Neste aspecto, pelo menos, parece inegável que Turistas
é sim um pouco mais complicado do que, digamos, um episódio de desenho animado
dos Simpsons num Rio de Janeiro alucinado. Mas também não dá para comprar esta
“versão oficial” do Estado brasileiro, e isso por outros motivos além do mais
óbvio (ou seja, que dentro do que oferecemos ao estrangeiro através do noticiário,
não será um filme de terror B que fará um estrangeiro decidir ou não visitar o
país). Não seria o menor deles a questão de que o filme foi plenamente apoiado
para sua realização no Brasil pelo próprio Estado, através da Ancine. Teríamos
então um confronto de instâncias governamentais aqui: ou bem achamos que um filme
como Turistas nos faz bem (seja pelos investimentos que traz nas filmagens
aqui, seja na contratação e experiência ganha numa realização industrial de ampla
mão de obra local – cuja predominância nos créditos pode tanto explicar a ambientação
mais realista quanto complicar a tese de que as partes fantasiosas devem-se tão
somente à “ignorância gringa”) e que, portanto, deve ser incentivado; ou que nos
faz mal, e deve ser evitado. Ganhar dos dois lados parece caso típico de uma malandragem
caricaturalmente brasileira. Como
se pode ver, Turistas é opaco o suficiente para que qualquer um consiga
ver nele o que tiver vontade. E isso se deve principalmente ao fato de que, clichês
ou não, ambiência real ou não, o filme é simplesmente muito, muito ruim. Claro
exemplar de uma tendência atual do horror americano (que passa pela incorporação
de aspectos do gore ao discurso eminentemente moralista que caracterizava,
por exemplo, o slasher movie), o filme consegue jogar fora cada uma das
suas possibilidades de interesse (a perseguição subaquática do seu clímax, o discurso
“politizado” do vilão, etc) numa constrangedora inabilidade cinematográfica (para
criar climas, para filmar cenas de suspense, para construir personagens).
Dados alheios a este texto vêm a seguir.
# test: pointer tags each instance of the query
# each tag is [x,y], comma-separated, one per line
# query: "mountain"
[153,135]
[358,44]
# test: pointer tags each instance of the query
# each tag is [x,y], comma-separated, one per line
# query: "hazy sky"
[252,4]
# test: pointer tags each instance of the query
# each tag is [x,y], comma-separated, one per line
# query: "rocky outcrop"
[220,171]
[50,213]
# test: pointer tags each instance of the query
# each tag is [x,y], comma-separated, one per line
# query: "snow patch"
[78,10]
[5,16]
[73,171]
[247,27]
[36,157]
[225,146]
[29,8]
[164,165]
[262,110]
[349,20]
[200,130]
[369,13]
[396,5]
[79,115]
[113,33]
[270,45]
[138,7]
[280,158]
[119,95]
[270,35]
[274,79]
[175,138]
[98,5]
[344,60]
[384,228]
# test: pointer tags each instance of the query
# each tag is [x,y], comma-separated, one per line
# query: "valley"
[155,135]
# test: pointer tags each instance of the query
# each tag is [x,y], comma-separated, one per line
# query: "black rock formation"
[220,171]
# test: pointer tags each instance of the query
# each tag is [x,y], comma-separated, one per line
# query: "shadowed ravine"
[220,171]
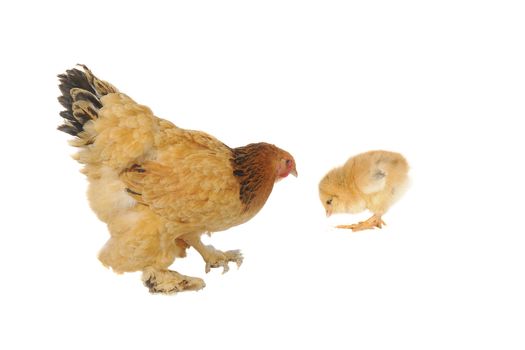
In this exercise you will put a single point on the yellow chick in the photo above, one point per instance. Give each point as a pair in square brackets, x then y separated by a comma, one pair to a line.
[373, 180]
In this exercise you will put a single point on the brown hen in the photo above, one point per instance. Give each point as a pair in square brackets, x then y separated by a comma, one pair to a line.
[159, 187]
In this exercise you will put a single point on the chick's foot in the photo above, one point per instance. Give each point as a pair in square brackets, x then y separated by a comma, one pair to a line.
[216, 258]
[373, 222]
[170, 282]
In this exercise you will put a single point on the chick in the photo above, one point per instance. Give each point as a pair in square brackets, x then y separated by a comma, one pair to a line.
[373, 180]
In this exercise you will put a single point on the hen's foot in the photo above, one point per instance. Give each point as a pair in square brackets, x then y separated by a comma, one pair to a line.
[216, 258]
[170, 282]
[373, 222]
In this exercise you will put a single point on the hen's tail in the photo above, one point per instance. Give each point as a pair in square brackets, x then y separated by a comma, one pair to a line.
[81, 93]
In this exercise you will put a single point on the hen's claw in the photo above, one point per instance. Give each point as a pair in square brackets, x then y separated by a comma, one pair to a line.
[221, 259]
[373, 222]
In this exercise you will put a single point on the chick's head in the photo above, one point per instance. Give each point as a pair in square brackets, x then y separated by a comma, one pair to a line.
[329, 190]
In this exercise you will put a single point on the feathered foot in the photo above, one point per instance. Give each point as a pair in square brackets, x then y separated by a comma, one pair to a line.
[169, 282]
[216, 258]
[373, 222]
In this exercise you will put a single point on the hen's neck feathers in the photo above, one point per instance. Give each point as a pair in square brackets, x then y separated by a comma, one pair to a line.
[254, 167]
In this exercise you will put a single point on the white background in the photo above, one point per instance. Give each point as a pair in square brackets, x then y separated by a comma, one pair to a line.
[443, 82]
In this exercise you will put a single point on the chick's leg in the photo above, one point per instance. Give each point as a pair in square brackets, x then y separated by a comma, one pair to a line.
[372, 222]
[214, 257]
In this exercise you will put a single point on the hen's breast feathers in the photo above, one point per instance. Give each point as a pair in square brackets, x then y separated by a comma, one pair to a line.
[201, 183]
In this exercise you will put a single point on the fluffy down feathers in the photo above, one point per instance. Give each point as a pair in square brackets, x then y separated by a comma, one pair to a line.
[373, 180]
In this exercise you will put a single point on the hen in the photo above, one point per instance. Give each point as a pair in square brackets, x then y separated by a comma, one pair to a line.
[373, 180]
[159, 187]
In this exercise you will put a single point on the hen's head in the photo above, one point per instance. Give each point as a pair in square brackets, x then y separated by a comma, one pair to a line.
[285, 165]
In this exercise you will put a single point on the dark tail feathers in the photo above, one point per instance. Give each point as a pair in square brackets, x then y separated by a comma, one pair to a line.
[81, 92]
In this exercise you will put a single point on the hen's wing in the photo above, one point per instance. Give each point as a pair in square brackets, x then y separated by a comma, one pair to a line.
[191, 182]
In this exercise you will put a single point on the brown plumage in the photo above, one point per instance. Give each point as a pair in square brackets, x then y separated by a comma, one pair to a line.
[159, 187]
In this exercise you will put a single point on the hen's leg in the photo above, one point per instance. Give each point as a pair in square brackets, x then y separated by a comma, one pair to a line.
[373, 222]
[169, 282]
[212, 256]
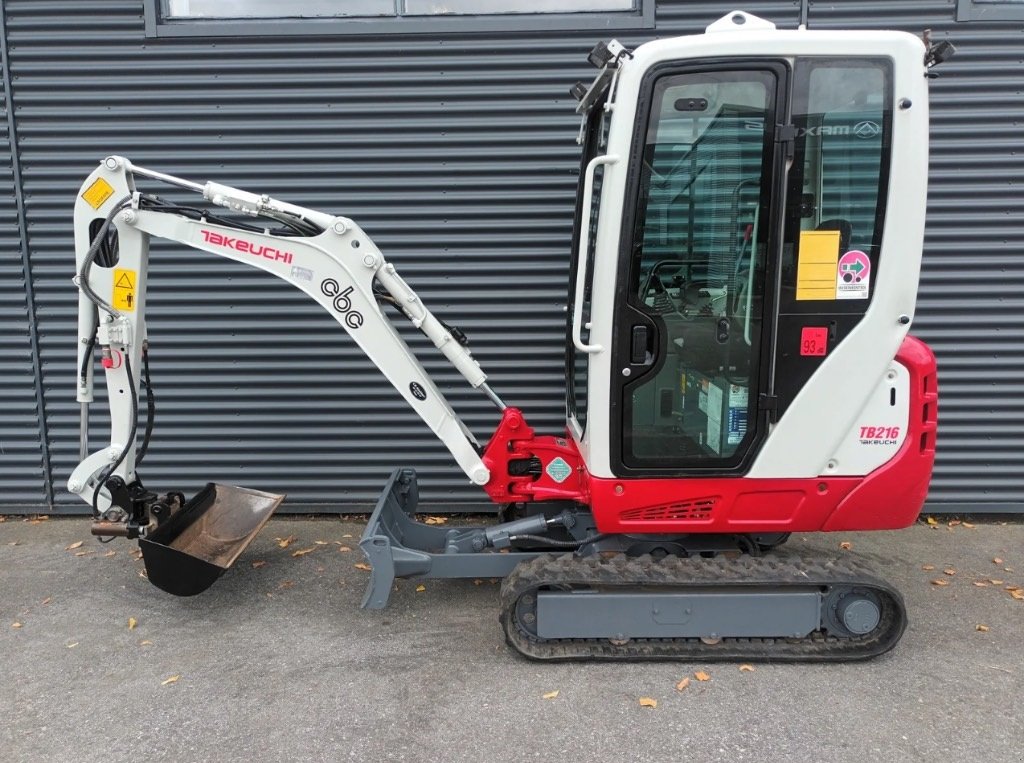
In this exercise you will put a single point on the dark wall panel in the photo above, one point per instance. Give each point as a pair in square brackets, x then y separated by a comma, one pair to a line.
[23, 477]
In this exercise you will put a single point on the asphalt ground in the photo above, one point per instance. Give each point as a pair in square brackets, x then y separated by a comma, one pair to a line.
[278, 663]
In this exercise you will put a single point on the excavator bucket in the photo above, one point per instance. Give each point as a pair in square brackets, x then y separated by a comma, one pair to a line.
[186, 554]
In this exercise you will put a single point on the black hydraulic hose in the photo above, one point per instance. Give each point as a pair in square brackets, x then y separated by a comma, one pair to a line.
[128, 444]
[90, 256]
[151, 408]
[83, 372]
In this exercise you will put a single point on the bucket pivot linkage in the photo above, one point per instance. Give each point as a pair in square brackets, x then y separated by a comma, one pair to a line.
[186, 546]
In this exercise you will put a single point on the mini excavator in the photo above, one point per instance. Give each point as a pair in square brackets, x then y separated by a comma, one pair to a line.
[743, 273]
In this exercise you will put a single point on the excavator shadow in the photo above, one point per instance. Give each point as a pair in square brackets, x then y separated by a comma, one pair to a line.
[188, 552]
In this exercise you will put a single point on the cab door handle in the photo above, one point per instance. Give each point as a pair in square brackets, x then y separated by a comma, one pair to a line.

Fica
claro que o filme não tem a ambição de ser um Jogos Mortais (filme fraco,
mas que inevitavelmente representa um marco), mas tão somente mais um clone genérico
deste – fadado ao esquecimento e ao anonimato não fosse, justamente, seu aspecto,
er, “polêmico”. Talvez, aliás, esta seja a principal tese ainda não explorada
sobre o uso da imagem do Brasil no cinema estrangeiro (chamemos de “a teoria Anaconda”):
por que diabos só se fazem filmes péssimos por aqui?